Tesar mengatakan bahwa uang yang dipotong senilai Rp1,8 miliar sudah disetor sesuai dengan pengajuan OPD, masuk ke rekening BPJS. Ia mengaku terjadi polemik di luar, bahwa uang itu masuk kantongnya, masuk kantong Sekda, masuk kantong Bupati.
"Itu tak ada, saya yakinkan sampai langit ke tujuh tak ada korupsi disitu," tegasnya.

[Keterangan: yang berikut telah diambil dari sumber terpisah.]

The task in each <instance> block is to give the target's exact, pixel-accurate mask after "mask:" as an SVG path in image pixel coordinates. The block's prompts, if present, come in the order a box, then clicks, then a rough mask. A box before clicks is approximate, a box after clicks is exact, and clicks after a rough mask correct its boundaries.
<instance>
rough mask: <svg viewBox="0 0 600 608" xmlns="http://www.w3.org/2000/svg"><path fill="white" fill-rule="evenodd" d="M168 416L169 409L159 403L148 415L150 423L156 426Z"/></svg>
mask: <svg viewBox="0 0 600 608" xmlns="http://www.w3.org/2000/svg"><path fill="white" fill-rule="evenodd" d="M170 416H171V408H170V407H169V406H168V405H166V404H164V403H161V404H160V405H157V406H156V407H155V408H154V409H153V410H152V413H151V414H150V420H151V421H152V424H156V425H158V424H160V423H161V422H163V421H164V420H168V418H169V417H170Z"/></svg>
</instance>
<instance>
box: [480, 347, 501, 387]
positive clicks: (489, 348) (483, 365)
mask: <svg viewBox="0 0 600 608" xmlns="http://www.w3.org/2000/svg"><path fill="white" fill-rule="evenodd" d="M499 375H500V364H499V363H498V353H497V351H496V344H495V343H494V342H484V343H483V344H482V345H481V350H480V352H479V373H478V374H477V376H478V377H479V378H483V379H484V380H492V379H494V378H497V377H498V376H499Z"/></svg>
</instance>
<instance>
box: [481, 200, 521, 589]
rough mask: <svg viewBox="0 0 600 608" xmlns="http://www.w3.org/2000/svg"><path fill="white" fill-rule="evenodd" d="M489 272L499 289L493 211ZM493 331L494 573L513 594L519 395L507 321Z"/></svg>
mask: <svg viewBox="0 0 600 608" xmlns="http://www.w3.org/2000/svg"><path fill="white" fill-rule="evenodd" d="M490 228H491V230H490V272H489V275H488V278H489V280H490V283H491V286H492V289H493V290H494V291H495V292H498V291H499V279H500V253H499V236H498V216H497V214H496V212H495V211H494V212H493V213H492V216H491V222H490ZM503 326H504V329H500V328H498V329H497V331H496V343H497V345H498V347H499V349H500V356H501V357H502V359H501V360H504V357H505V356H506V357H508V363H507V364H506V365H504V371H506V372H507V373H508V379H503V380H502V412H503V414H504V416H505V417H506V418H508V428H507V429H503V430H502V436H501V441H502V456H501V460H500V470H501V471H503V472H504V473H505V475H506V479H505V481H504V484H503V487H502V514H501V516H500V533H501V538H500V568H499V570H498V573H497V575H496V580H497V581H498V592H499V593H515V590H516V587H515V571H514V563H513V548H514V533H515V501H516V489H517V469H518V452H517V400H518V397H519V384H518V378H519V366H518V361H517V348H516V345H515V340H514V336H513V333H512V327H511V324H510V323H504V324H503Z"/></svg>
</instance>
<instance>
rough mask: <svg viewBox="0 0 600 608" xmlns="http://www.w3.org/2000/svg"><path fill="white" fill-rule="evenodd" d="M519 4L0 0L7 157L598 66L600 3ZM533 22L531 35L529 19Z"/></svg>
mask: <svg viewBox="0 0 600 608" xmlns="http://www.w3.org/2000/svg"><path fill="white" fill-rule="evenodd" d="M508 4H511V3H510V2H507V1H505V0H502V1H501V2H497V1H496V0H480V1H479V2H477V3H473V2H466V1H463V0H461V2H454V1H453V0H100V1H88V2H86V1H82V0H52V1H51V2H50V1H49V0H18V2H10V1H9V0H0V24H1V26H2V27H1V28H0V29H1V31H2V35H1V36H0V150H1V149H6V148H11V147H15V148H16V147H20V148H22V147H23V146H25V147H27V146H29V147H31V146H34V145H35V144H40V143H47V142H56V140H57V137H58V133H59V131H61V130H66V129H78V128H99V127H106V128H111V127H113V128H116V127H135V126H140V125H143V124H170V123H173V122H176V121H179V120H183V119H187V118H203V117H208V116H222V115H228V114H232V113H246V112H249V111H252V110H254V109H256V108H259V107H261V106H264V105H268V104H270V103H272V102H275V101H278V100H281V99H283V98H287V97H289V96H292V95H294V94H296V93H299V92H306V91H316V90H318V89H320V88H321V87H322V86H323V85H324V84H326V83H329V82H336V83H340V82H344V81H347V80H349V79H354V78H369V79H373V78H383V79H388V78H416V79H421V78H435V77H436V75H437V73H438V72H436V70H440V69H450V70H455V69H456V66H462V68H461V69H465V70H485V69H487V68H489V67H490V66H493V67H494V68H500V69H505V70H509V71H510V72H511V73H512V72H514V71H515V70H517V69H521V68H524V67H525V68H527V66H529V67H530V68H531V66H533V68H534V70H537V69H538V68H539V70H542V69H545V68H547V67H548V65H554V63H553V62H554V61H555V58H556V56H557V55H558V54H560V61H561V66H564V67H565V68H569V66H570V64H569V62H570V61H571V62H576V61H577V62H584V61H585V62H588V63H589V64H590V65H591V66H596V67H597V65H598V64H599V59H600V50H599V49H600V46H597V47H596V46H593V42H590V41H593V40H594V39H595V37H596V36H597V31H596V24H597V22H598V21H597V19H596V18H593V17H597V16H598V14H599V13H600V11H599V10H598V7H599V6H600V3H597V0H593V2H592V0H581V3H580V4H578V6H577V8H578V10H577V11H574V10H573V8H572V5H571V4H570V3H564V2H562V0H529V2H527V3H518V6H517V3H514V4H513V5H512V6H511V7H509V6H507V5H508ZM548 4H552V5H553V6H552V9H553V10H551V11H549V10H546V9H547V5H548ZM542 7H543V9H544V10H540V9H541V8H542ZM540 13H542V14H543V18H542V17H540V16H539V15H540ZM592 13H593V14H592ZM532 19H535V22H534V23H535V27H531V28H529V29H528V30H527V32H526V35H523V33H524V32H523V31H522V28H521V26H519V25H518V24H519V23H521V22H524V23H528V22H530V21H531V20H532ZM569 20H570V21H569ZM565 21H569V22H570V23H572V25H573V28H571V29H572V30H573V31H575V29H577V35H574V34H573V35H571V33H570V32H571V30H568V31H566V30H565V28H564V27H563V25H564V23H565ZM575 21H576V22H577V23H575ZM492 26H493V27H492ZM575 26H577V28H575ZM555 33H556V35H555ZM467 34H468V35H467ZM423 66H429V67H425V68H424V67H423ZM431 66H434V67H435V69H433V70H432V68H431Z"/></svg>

Mungkin prosedurnya antara BPK dan TAPD dianggap ada berbeda persepsi. Soal duit Rp1,8 miliar, Tesar secara tegas bilang tak terhutang untuk iuran BPJS melalui TPP ASN.
"Ada satu prosedur yang beda persepsi antara BPK dan tim penyusun TPP bahwa dia melihat aturan dan kami melihat aturan. Bahwa kami punya kertas kerja," dalihnya.
Bakeuda selaku bendahara umum daerah (BUD), kata Tesar menjalankan fungsi pemotongan, pembayaran dan lainnya, sesuai dengan prosedur. Bahwa dalam kertas kerja tim penyusun TPP ada pemotongan 1% dan 4%.
"Dan itu kami laksanakan. Dalam perhitungan kertas kerja itu, 4% itu disubsidi. Jadi kalau 4% tak masuk dalam perhitungan TPP itu, tetap juga kalau saya terima 2 juta, ya 2 juta. Jadi itu yang beda persepsi antara tim penyusun TPP dengan BPK," rincinya.
Menurut Tesar, 4% disubsidi terlebih dahulu, setelah itu dihitung kembali. Pemotongannya ada dalam SP2D (Surat Perintah Pencairan Dana) yakni; 1% dan 4%.
"Kalau masih berpikir Bakeuda selaku BUD, ada yang ditutup-tutupi, insyaallah tak ada yang ditutup-tutupi. Sebab sistem sudah terbuka, boleh tengok. Satu rupiah saja kita maling, tetap kita dikejar orang, apalagi Rp1,8 miliar," ujarnya.